I've been talking about Bluebird Cove in the newsletters that I create and have had such a large amount of feedback from subscribers that I have been convinced to do a blog so my virtual visitors can spend more time here at Bluebird Cove.
Many of you landing on this blog will know nothing about me or Bluebird Cove, and even those virtual friends I call subscribers, only know the story from whichever point you entered in. Therefore, I thought it best to begin at the beginning, especially since I feel strongly led to call this blog Bluebird Cove Chronicles.
To understand more about Bluebird Cove, you might want to know a bit of background on our lives and previous homes, so I'll briefly fill you in on how we evolved to this place.
When we lived in suburbia we never named our homes. We always had a lot of people coming and going for meetings, food coops, herbal classes, etc. but our place was only known as The Watkins House.
In the mid-80's I felt this intense longing for a place in the woods. Having vitiligo since 1976, I was "banned" from the sunshine of Alabama where we lived, so trees were fast becoming very close friends, and there wasn't a tree on our lot at the time. After years of prayer, we found a 1-1/2 acre lot in Prattville, Alabama, and built a home. I named it "The Refuge" and so it was for all of us.
It didn't take long to fall in love with birds, wildflowers, wildlife, butterflies and eventually insects, of which I had been terrified all my life. We found out about the National Wildlife Federation's Backyard Wildlife Habitat Program and got certified. A simple process of providing the four (4) necessary things wildlife needs: food, water, cover and a place to nest and reproduce.
Life seemed to have it all. In the midst of many personal, family, health and business issues that occurred the eleven (11) years we lived there, it was truly "the refuge" God had provided for me to know He was there beside us no matter what the circumstances of the days and years seemed to say.
We lived in Montgomery, Alabama, because of a job transfer from Albany, Georgia. I was raised in Pennsylvania and Randal was raised in Oklahoma. We met in Atlanta while we both worked for IBM. Me, the girl who would never marry, and Randal the guy who had been praying for whoever his wife might be since his teen years.
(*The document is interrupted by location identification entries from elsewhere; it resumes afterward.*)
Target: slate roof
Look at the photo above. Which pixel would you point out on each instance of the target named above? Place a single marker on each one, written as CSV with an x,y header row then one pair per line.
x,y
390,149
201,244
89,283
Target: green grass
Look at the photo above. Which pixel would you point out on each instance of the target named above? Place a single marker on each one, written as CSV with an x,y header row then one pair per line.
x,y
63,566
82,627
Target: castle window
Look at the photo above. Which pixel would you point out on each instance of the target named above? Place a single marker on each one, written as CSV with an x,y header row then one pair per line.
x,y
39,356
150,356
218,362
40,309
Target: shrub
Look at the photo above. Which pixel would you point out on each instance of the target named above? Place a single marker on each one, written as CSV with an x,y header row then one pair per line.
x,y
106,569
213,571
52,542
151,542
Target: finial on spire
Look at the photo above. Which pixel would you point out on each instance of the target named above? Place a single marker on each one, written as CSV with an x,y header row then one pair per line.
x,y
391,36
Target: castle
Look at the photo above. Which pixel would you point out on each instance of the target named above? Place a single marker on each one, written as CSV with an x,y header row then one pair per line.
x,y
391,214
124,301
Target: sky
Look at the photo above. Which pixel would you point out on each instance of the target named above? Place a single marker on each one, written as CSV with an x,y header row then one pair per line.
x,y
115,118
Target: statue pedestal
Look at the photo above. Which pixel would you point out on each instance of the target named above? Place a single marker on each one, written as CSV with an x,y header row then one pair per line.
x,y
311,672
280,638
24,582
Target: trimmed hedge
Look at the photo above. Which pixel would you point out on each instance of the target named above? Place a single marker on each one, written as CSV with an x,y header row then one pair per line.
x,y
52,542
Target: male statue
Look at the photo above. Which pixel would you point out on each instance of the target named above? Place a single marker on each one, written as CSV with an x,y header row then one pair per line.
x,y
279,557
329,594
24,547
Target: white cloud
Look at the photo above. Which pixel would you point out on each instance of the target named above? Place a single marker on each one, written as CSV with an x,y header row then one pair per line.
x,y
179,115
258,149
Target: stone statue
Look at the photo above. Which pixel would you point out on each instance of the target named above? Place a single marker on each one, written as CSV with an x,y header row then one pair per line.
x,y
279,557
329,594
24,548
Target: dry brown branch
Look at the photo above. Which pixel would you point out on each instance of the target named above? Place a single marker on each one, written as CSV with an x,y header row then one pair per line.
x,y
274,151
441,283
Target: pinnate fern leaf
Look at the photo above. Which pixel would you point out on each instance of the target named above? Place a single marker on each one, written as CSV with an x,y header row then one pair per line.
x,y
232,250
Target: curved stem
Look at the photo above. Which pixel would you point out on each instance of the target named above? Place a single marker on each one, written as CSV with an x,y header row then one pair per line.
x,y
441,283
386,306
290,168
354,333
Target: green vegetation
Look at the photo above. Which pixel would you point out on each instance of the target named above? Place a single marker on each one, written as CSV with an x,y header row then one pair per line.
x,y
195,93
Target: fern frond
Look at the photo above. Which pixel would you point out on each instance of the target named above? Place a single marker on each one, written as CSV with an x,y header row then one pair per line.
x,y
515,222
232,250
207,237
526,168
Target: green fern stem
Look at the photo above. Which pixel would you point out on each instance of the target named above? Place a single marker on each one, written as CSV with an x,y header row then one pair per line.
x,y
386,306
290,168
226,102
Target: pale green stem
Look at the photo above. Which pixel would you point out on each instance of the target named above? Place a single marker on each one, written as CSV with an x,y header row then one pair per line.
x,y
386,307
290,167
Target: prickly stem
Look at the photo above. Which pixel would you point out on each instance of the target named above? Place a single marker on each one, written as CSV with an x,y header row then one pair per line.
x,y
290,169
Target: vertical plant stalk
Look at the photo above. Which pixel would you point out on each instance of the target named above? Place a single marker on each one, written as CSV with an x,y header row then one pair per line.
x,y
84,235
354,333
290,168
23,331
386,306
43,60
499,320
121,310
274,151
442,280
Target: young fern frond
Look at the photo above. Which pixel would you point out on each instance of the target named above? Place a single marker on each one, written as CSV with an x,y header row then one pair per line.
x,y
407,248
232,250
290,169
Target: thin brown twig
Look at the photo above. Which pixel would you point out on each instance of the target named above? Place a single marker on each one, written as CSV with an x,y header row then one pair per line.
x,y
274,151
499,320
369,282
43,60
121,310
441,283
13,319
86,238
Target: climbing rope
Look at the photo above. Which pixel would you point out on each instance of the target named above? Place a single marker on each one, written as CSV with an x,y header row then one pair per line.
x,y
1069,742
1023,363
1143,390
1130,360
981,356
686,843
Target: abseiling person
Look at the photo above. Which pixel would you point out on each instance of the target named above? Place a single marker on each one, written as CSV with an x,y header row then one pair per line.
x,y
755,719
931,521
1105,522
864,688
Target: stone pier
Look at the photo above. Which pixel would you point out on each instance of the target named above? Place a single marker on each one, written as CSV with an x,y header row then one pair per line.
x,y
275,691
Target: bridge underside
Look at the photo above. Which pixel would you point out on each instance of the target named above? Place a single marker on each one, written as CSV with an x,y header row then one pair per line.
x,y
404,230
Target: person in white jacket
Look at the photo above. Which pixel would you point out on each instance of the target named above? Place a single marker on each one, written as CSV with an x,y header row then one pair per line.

Our first date was in November 1976 and we were married in Pennsylvania on April 9, 1977. After our honeymoon in Quebec City, we lived in Oklahoma City for four (4) years until we made a requested medical transfer to Albany, Georgia, hoping that the asthma and environmental illness (now called Multiple Chemical Sensitivity) would improve since that's where I lived before we were married.
I didn't know back then that stress and emotions have more to do with health than most of us realize, but we had found some relief from herbs and supplements in the health issues we had and decided to stick with "natural" after the doctors had given up on me. Little did I know that choice would not only allow me to be an at-home mom, but would provide the ability for both of us to make our living at something we had a passion about, and allow us to design our work around our current lifestyle needs.
Helping others to learn more about natural health choices in the 80's was not at all common as it is today. In a world that provided little information on herbs and how to use them, we felt like pioneers.
Living in the woods and working to improve my health while improving our habitat was a delight and held the reward of knowing more about God by seeing Him in His Creation day to day. The incredible wonders of each and every bird, plant, insect and animal, told us that God is very much into details and that things that seem to look bad on the surface, may not be so in reality.